2. Introduction – When Consistency Meets Valuation Hangover
CUMI has existed since before your SIP started. It survived wars, commodity cycles, policy changes, and now… Russia sanctions.
The company operates across abrasives, electrominerals, industrial ceramics, and “others”, with revenue now 54% outside India — a big shift from FY22 when India was still the majority.
FY24 and FY25 were supposed to be steady years.
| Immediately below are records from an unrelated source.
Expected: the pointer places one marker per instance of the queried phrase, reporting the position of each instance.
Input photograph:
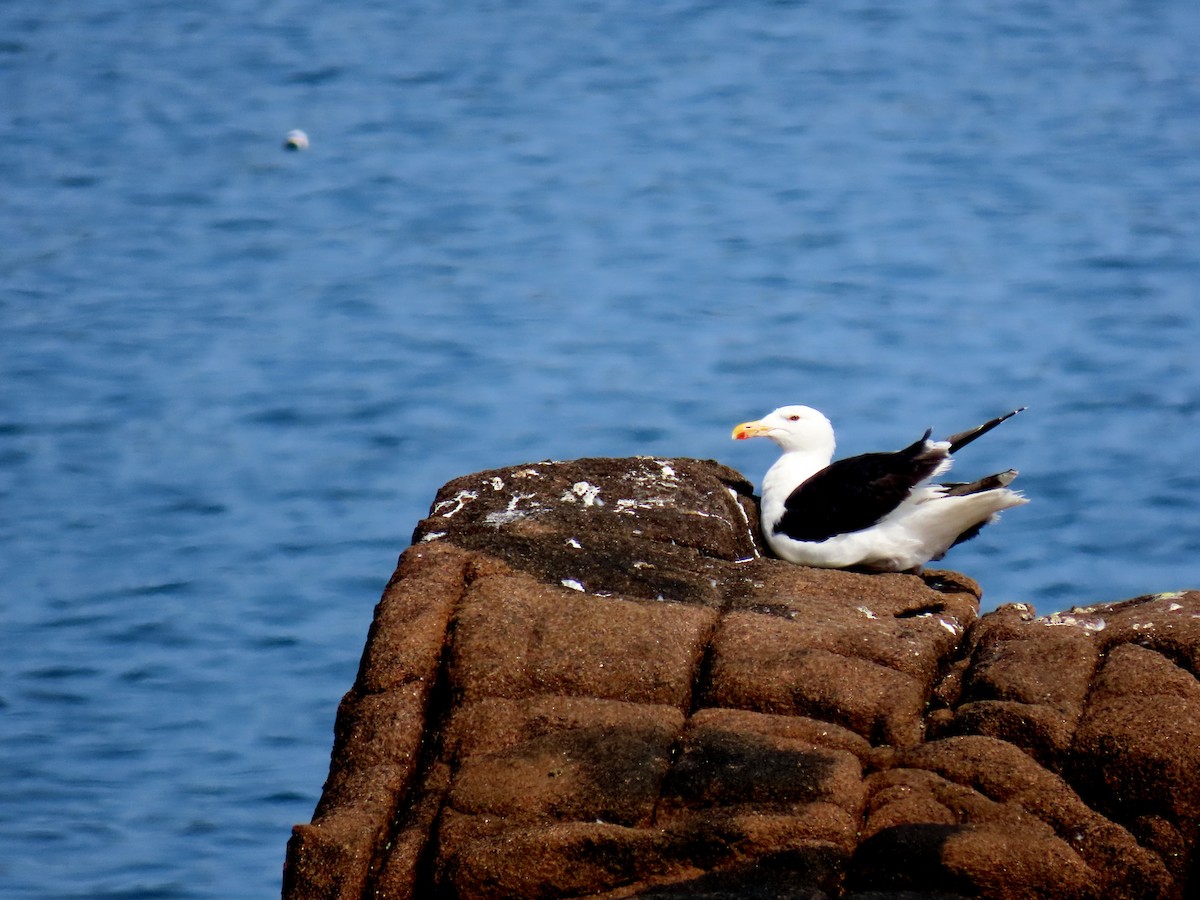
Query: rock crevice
(586, 679)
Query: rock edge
(585, 679)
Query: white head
(795, 429)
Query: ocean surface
(233, 377)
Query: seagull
(879, 511)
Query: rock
(585, 679)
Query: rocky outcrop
(585, 681)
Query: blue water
(232, 378)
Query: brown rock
(585, 679)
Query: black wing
(855, 493)
(963, 438)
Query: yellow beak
(749, 430)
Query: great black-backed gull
(879, 511)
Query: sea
(233, 376)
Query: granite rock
(587, 679)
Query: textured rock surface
(585, 681)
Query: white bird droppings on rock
(459, 501)
(582, 491)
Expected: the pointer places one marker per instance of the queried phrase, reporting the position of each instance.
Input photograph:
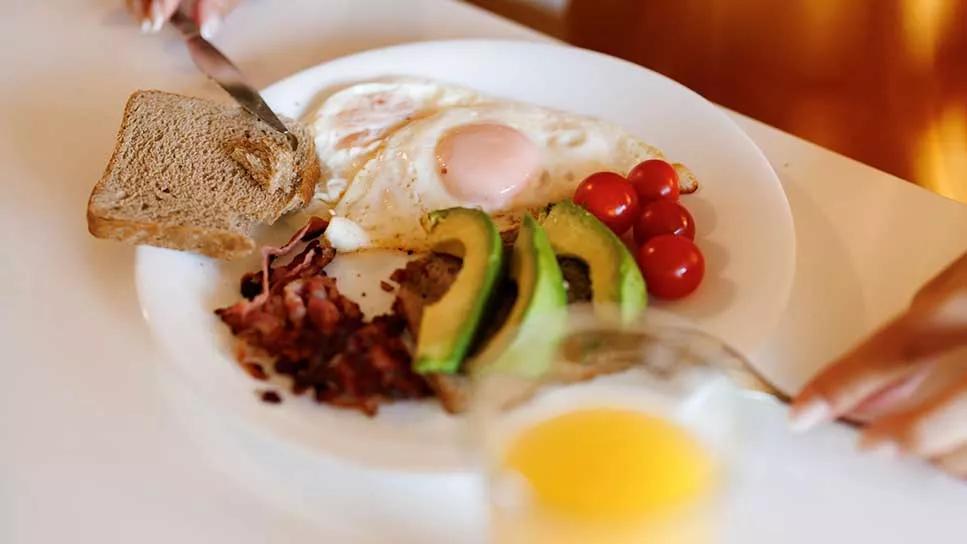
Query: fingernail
(809, 415)
(157, 16)
(210, 27)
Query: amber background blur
(881, 81)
Instead, FY25 TTM profit growth is -46%, margins are under pressure, and Q3 FY26 profits are lower YoY.
Yet the valuation never corrected fast enough.
That mismatch is the entire story of CUMI today.
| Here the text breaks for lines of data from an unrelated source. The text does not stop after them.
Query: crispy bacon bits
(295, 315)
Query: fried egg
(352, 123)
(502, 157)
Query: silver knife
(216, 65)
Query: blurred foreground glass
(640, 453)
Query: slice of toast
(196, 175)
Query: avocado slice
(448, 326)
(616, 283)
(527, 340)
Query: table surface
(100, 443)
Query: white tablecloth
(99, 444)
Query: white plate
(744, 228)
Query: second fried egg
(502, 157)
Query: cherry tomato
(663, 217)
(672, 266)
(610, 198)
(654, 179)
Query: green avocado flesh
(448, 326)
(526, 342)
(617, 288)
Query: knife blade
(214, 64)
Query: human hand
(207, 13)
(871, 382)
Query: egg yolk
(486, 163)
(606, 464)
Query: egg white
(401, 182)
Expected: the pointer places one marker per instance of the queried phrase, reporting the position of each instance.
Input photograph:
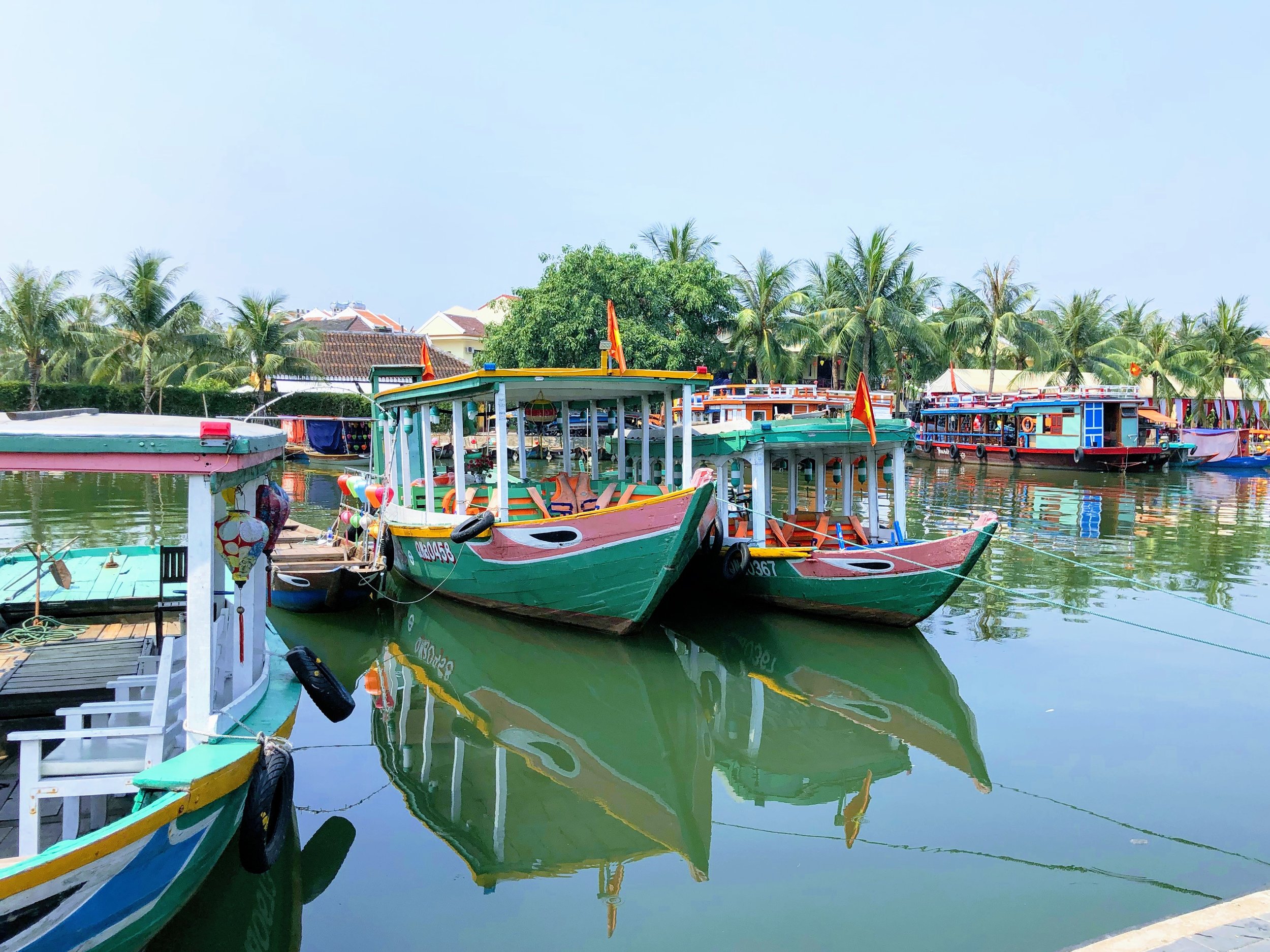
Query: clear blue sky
(420, 156)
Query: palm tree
(1231, 349)
(263, 343)
(679, 244)
(868, 299)
(34, 310)
(1133, 318)
(769, 328)
(149, 324)
(1167, 358)
(1084, 341)
(74, 357)
(997, 308)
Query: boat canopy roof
(555, 385)
(731, 440)
(85, 441)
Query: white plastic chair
(128, 737)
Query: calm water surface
(1035, 776)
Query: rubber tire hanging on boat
(328, 695)
(471, 527)
(736, 562)
(267, 811)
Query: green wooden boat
(186, 757)
(827, 552)
(577, 547)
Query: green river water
(1037, 776)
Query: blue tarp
(327, 436)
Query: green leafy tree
(869, 306)
(1167, 358)
(997, 309)
(262, 343)
(149, 324)
(770, 331)
(1231, 349)
(1084, 341)
(34, 311)
(671, 313)
(679, 243)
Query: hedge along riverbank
(178, 402)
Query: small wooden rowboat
(827, 559)
(311, 573)
(578, 547)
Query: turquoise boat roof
(88, 441)
(741, 437)
(552, 384)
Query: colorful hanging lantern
(240, 540)
(540, 410)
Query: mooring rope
(1039, 600)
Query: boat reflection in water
(806, 711)
(239, 910)
(537, 750)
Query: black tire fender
(267, 810)
(471, 527)
(328, 695)
(736, 562)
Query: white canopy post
(646, 465)
(593, 419)
(460, 476)
(621, 440)
(565, 437)
(898, 491)
(501, 448)
(669, 431)
(723, 469)
(201, 584)
(687, 436)
(758, 494)
(872, 463)
(428, 479)
(818, 461)
(520, 441)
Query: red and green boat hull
(890, 584)
(606, 570)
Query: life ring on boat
(267, 811)
(323, 687)
(736, 562)
(471, 527)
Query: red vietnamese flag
(863, 409)
(426, 359)
(615, 341)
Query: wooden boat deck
(102, 579)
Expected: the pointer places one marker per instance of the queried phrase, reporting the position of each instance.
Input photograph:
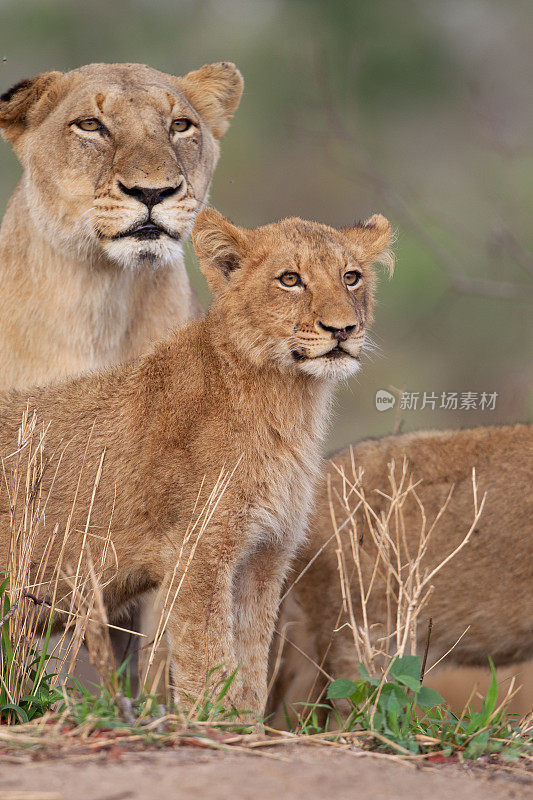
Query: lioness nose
(150, 197)
(341, 334)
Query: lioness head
(119, 157)
(296, 292)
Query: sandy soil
(292, 773)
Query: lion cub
(244, 393)
(486, 588)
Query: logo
(384, 400)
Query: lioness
(117, 161)
(487, 586)
(246, 390)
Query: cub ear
(220, 246)
(17, 102)
(372, 240)
(215, 91)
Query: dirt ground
(286, 773)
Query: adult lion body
(91, 261)
(487, 586)
(244, 392)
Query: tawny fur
(75, 297)
(487, 586)
(224, 393)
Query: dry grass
(407, 574)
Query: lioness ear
(17, 102)
(219, 245)
(215, 91)
(372, 239)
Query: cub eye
(290, 279)
(180, 125)
(89, 124)
(352, 277)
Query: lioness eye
(290, 279)
(352, 278)
(180, 125)
(89, 124)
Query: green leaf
(428, 698)
(341, 689)
(477, 746)
(17, 709)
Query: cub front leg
(257, 584)
(200, 632)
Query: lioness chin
(117, 159)
(244, 392)
(487, 587)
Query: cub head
(297, 293)
(119, 157)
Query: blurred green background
(420, 110)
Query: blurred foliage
(417, 109)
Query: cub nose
(150, 197)
(341, 334)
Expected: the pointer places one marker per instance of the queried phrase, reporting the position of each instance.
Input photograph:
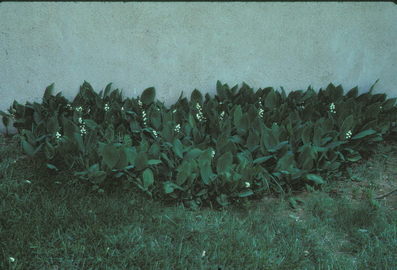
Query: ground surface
(49, 223)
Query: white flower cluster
(199, 115)
(332, 108)
(143, 112)
(221, 116)
(178, 128)
(107, 108)
(261, 113)
(348, 134)
(144, 118)
(83, 130)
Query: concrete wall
(182, 46)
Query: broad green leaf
(237, 115)
(131, 154)
(148, 96)
(79, 141)
(363, 134)
(28, 148)
(110, 155)
(155, 119)
(278, 146)
(306, 134)
(148, 179)
(193, 154)
(91, 124)
(315, 178)
(168, 187)
(52, 125)
(141, 161)
(123, 161)
(196, 97)
(154, 162)
(253, 140)
(52, 167)
(245, 193)
(184, 171)
(178, 148)
(347, 125)
(224, 163)
(262, 159)
(49, 150)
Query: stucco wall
(182, 46)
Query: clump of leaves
(239, 143)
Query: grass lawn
(48, 222)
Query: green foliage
(208, 148)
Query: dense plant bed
(239, 143)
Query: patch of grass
(51, 223)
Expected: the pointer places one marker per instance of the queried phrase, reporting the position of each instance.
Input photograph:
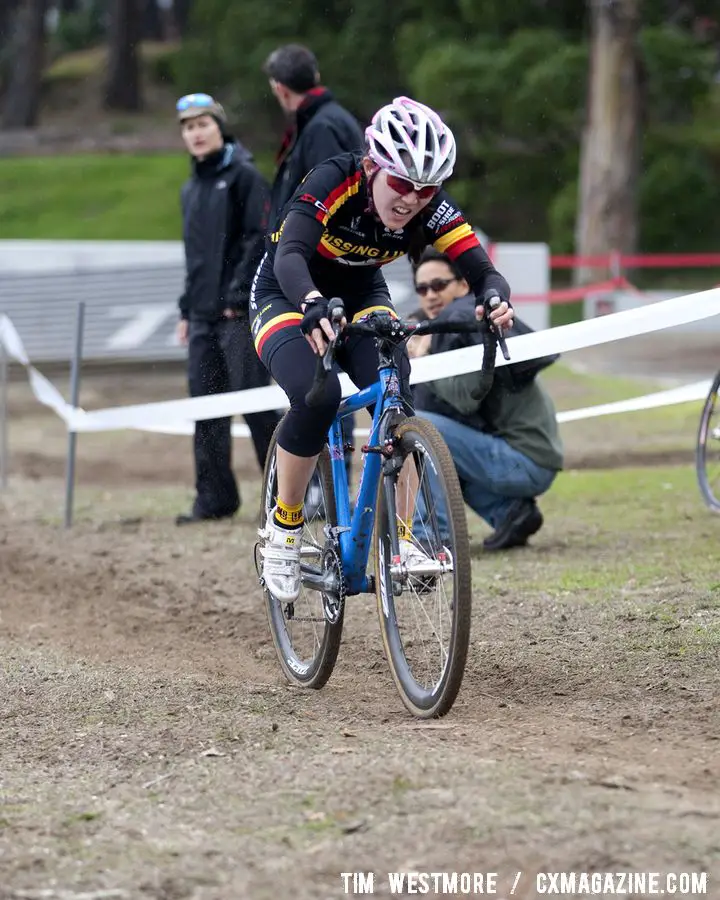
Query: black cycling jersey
(330, 241)
(328, 228)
Before judging, let’s understand what they actually do, because this is not a simple one-product company.
3. Business Model – WTF Do They Even Do?
Think of CUMI
as India’s industrial sandpaper empire, but with PhDs.
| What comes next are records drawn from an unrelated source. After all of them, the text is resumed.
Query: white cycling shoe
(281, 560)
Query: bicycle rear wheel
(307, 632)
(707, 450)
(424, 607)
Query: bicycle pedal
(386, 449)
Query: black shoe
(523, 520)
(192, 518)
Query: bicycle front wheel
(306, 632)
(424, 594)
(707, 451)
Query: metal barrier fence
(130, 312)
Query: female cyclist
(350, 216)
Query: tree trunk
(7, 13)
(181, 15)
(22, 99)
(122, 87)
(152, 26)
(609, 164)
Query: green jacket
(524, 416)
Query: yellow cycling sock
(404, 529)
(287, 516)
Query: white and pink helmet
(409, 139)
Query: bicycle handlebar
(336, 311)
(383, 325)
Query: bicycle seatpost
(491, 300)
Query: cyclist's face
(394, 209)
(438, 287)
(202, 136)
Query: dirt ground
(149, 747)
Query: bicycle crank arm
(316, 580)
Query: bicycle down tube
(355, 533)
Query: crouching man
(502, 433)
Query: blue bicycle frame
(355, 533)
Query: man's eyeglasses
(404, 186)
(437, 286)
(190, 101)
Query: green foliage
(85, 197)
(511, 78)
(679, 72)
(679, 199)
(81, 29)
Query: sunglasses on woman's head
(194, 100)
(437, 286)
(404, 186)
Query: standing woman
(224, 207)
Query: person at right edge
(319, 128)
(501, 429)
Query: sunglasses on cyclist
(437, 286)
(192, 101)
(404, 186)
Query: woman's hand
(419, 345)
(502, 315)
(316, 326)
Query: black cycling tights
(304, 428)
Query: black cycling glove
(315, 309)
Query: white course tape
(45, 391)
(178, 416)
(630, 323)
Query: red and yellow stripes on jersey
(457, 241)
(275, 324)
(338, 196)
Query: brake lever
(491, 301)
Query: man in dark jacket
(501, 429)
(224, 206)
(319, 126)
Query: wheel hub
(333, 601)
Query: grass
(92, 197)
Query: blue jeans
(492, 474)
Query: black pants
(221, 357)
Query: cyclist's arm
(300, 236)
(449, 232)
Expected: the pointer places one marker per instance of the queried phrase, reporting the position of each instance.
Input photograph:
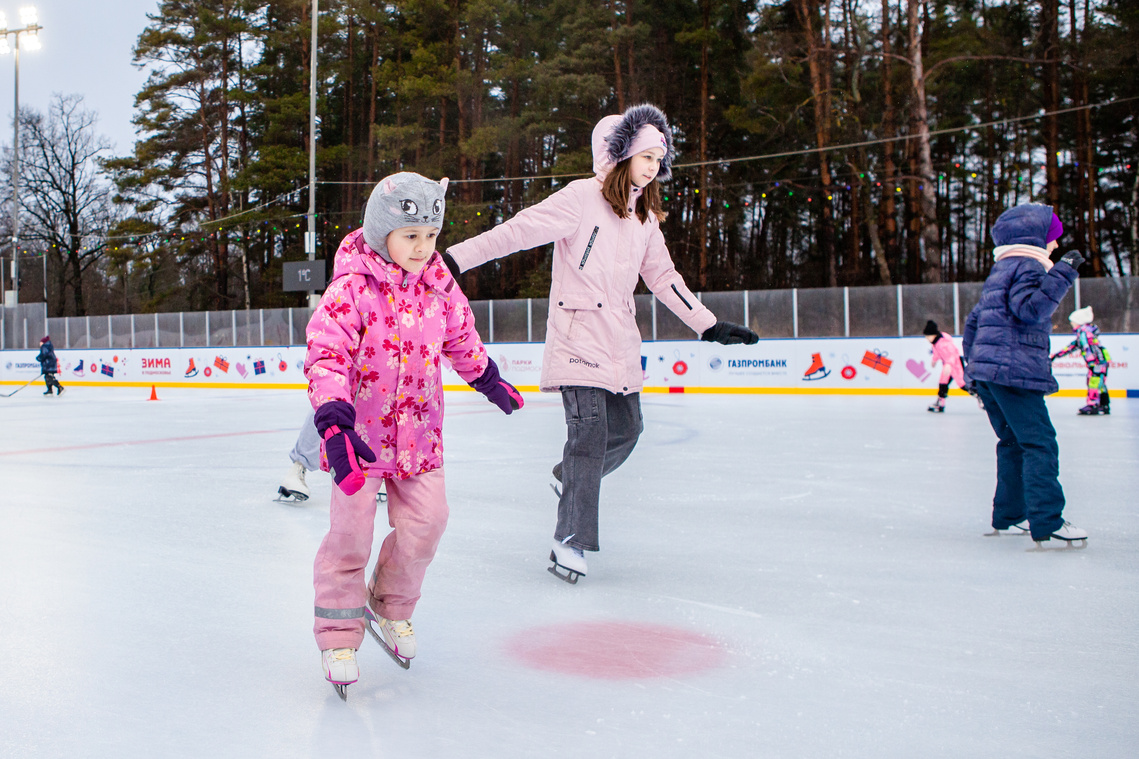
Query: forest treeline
(820, 143)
1️⃣ Abrasives – The Cash Cow With Calluses
- ~44% of revenue (Q2 FY25)
- Products: bonded abrasives, coated abrasives, super abrasives, metalworking fluids
- Over 30% domestic market share
- Global footprint boosted by RHODIUS & AWUKO (Germany) and PLUSS (India)
Grinding wheels may sound boring, but they are mission-critical for auto, engineering, and fabrication. No grinding = no manufacturing.
2️⃣ Electrominerals – Where Chemistry Meets Geopolitics
- ~29% of revenue
- Products: silicon carbide, zirconia, fused alumina
- 2nd largest silicon carbide producer globally
- Russia exposure via Volzhsky Abrasives Works → sanctions → impairments → profit pain
This segment is strategic but volatile. When it works, margins shine. When geopolitics hits, CFOs cry.
3️⃣ Industrial Ceramics – High IQ, Slow Growth
- ~22% of revenue
- Advanced ceramics, wear protection, metallized ceramics
- Leadership in Australia, strong presence in the US
Margins are good, but scale is slower. This is the “premium but patient” business.
4️⃣ Others – Side Quests
Power generation, IT services, phase-change materials. Small, experimental, not needle-moving yet.